Cette fois, les noms des compagnies touchées de plein fouet n'ont pas été dévoilés, plusieurs organisations culturelles ayant eu maille à partir avec leurs fournisseurs qui, après le premier sondage, s'étaient inquiétés de leur viabilité. Mais on sait que toutes les compagnies de danse, de théâtre et de cirque, même les plus réputées, ont systématiquement recours à ces programmes pour réaliser leurs tournées à l'étranger.
Selon M. Paré, ces chiffres ne sont pas alarmistes et tracent un portrait très conservateur, puisqu'ils ne rendent compte de la réalité que du quart des compagnies contactées par CINARS, les autres n'ayant pas répondu à l'appel.
Onde de choc au Québec
Chose certaine, ces nouveaux chiffres montrent de façon très nette que le gros de l'onde de choc créée par le retrait des programmes fédéraux dans le secteur des arts et de la scène se produira au Québec.

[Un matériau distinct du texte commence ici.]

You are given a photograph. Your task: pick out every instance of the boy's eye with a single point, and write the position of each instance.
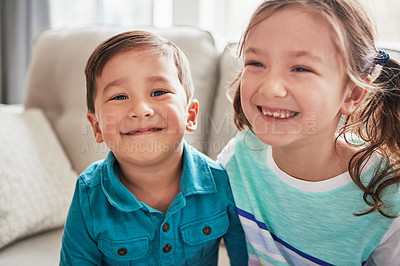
(301, 69)
(119, 97)
(158, 93)
(255, 63)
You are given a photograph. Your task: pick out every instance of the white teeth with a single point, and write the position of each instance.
(276, 115)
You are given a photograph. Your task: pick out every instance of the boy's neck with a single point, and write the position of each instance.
(155, 185)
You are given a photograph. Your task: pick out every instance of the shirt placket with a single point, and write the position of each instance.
(168, 232)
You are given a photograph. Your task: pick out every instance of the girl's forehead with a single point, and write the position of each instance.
(294, 27)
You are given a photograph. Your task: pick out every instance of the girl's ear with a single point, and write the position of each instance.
(354, 96)
(193, 111)
(95, 126)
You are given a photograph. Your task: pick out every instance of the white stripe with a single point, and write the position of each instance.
(265, 236)
(259, 260)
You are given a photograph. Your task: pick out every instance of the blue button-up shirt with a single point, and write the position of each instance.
(107, 225)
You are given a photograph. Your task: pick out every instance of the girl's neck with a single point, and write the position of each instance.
(324, 160)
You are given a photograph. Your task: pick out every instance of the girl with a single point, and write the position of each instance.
(312, 188)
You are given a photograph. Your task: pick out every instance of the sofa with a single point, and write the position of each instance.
(46, 142)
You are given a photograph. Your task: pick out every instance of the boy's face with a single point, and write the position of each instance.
(141, 107)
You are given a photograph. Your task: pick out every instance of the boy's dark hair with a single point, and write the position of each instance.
(134, 40)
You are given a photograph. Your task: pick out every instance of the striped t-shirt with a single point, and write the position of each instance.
(288, 221)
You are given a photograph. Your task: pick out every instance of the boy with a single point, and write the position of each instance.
(154, 200)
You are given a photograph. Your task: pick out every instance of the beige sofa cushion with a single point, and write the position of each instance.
(56, 82)
(36, 178)
(221, 126)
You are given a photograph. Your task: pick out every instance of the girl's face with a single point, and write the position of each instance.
(292, 86)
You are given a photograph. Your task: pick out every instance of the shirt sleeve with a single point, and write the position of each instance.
(388, 251)
(78, 247)
(234, 239)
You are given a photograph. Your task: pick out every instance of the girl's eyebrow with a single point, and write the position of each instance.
(295, 54)
(306, 54)
(113, 83)
(251, 50)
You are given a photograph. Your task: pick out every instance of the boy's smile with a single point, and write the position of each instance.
(141, 107)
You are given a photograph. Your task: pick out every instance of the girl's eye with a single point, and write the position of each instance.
(157, 93)
(119, 97)
(256, 64)
(301, 69)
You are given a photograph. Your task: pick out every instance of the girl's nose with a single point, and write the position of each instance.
(141, 109)
(273, 87)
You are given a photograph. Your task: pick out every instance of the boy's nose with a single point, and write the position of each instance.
(141, 109)
(273, 87)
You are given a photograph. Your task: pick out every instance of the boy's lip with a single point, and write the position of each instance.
(143, 131)
(277, 113)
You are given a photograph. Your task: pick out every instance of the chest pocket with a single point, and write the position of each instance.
(122, 252)
(202, 237)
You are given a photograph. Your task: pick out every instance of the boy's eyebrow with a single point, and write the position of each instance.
(118, 82)
(112, 84)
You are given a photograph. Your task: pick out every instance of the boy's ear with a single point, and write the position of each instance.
(193, 111)
(96, 127)
(354, 96)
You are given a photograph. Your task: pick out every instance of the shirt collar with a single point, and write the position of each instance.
(196, 178)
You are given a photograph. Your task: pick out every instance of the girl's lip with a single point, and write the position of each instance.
(142, 131)
(277, 113)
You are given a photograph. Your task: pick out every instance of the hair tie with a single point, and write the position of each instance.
(382, 58)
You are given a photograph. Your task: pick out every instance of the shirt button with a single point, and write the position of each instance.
(165, 227)
(122, 251)
(207, 230)
(167, 248)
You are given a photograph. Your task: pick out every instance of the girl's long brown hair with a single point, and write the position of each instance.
(377, 120)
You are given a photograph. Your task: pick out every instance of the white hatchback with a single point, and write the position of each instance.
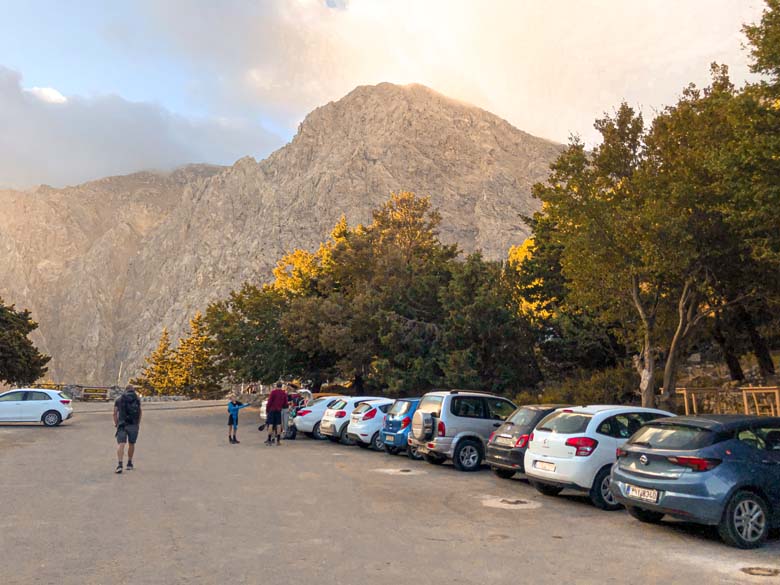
(50, 407)
(574, 448)
(366, 422)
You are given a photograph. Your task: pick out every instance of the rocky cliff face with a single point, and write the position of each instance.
(105, 265)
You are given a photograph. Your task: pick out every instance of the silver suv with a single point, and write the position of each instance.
(456, 424)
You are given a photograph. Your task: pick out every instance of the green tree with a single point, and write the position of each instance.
(20, 361)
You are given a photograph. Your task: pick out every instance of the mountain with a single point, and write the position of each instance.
(105, 265)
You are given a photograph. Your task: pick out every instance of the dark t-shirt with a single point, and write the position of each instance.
(276, 401)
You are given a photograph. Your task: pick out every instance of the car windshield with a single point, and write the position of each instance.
(565, 423)
(431, 405)
(673, 437)
(400, 407)
(522, 417)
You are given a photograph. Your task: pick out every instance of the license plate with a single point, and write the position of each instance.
(544, 465)
(644, 494)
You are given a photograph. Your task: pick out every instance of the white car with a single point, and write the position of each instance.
(574, 448)
(308, 418)
(366, 422)
(50, 407)
(336, 418)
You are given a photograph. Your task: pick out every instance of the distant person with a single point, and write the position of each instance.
(273, 408)
(127, 419)
(233, 407)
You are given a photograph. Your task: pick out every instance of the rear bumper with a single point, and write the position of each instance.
(505, 457)
(687, 500)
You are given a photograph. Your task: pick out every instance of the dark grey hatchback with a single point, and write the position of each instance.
(722, 470)
(507, 445)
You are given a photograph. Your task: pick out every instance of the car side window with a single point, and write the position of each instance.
(12, 397)
(499, 409)
(468, 407)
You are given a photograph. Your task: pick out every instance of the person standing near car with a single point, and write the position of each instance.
(277, 401)
(127, 419)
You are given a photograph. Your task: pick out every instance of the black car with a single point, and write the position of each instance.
(507, 445)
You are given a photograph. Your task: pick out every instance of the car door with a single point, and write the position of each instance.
(11, 406)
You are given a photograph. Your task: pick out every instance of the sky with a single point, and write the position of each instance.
(92, 88)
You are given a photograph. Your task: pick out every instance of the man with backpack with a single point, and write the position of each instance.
(127, 418)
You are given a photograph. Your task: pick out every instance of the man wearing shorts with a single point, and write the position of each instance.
(127, 419)
(273, 409)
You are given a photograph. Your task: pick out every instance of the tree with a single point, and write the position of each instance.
(159, 376)
(20, 361)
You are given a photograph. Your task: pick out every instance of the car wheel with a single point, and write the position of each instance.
(600, 494)
(434, 459)
(546, 489)
(504, 473)
(745, 522)
(646, 516)
(413, 453)
(468, 455)
(51, 418)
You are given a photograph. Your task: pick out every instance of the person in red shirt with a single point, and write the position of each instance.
(277, 401)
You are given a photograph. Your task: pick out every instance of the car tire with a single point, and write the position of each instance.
(468, 455)
(646, 516)
(504, 473)
(51, 418)
(546, 489)
(746, 521)
(600, 494)
(434, 459)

En effet, la moitié des compagnies artistiques qui bénéficiaient du soutien de ProM'art en 2006-07 étaient québécoises. Elles recevaient 68 % des fonds de 2,8 millions versés dans la totalité du Canada pour l'aide à la tournée, dans le secteur des arts de la scène.
«C'est clair que le Québec sera la province la plus touchée, car nos compagnies sont celles qui tournent le plus à l'étranger. Le Québec s'est toujours démarqué par la force de ses compagnies liées aux arts de la scène, alors que l'Ontario reçoit plus de subventions dans le domaine du cinéma ou de la littérature», soutient M. Paré.
Même portrait pour le programme Routes commerciales, destiné lui aussi à développer de nouveaux marchés à l'international, dont 40 % des fonds étaient octroyés à des compagnies artistiques du Québec.
Selon le président de CINARS, ces nouveaux chiffres montrent de façon encore plus cuisante l'illogisme de sabrer des programmes qui ne coûtent dans l'ensemble que 6,8 millions de dollars par année, et dont seulement la moitié (3,5 millions) allait aux arts de la scène.
Un simple calcul des coûts-bénéfices suffit à démontrer que les revenus des compagnies générés par les tournées à l'étranger en 2006-07 ont largement compensé l'aide investie par les gouvernements. «Si on compare ces revenus aux subventions, il s'agit d'un ratio de 5,5 pour 1. La décision d'abolir les programmes est indéfendable au strict plan économique», ajoute Alain Paré.
Pour CINARS, la décision du gouvernement Harper est non seulement injustifiable économiquement, elle précipitera des pertes d'emplois dans des organismes culturels déjà menacés par la crise, nuira de façon irréversible à la compétitivité de nos artistes à l'étranger et minera la confiance de nombreux partenaires étrangers.
«Pour respecter leurs engagements, je sais que plusieurs troupes vont quand même effectuer des tournées, mais à perte, et faire des déficits. Après avoir travaillé tant d'années pour se faire connaître, elles veulent maintenir leur crédibilité et rester dans le marché», dit M. Paré.
Au bout du compte, plusieurs compagnies, dont 65 à 85 % des revenus proviennent de leurs activités à l'étranger, seront menacées de fermeture, croit Alain Paré.
Pour toutes ces raisons, CINARS entend sortir la hache de guerre dès le début de 2009 et sensibiliser la députation fédérale en faisant circuler ces nouveaux chiffres. Même si le nouveau ministre du Patrimoine canadien, James Moore, est resté de glace devant les pressions exercées pour rétablir les programmes d'aide, le milieu culturel entend trouver de nouveaux appuis auprès des députés de l'opposition et rallier à sa cause le gouvernement de Jean Charest. Pour l'instant, le gouvernement libéral se refuse à compenser le manque à gagner entraîné par les compressions annoncées par les conservateurs.
«Il faut qu'on traite ce dossier comme n'importe quel autre secteur de l'industrie, dit le président de CINARS. Il faut protéger ces emplois et éviter de précipiter tout le milieu culturel dans le pétrin, en pleine crise financière.»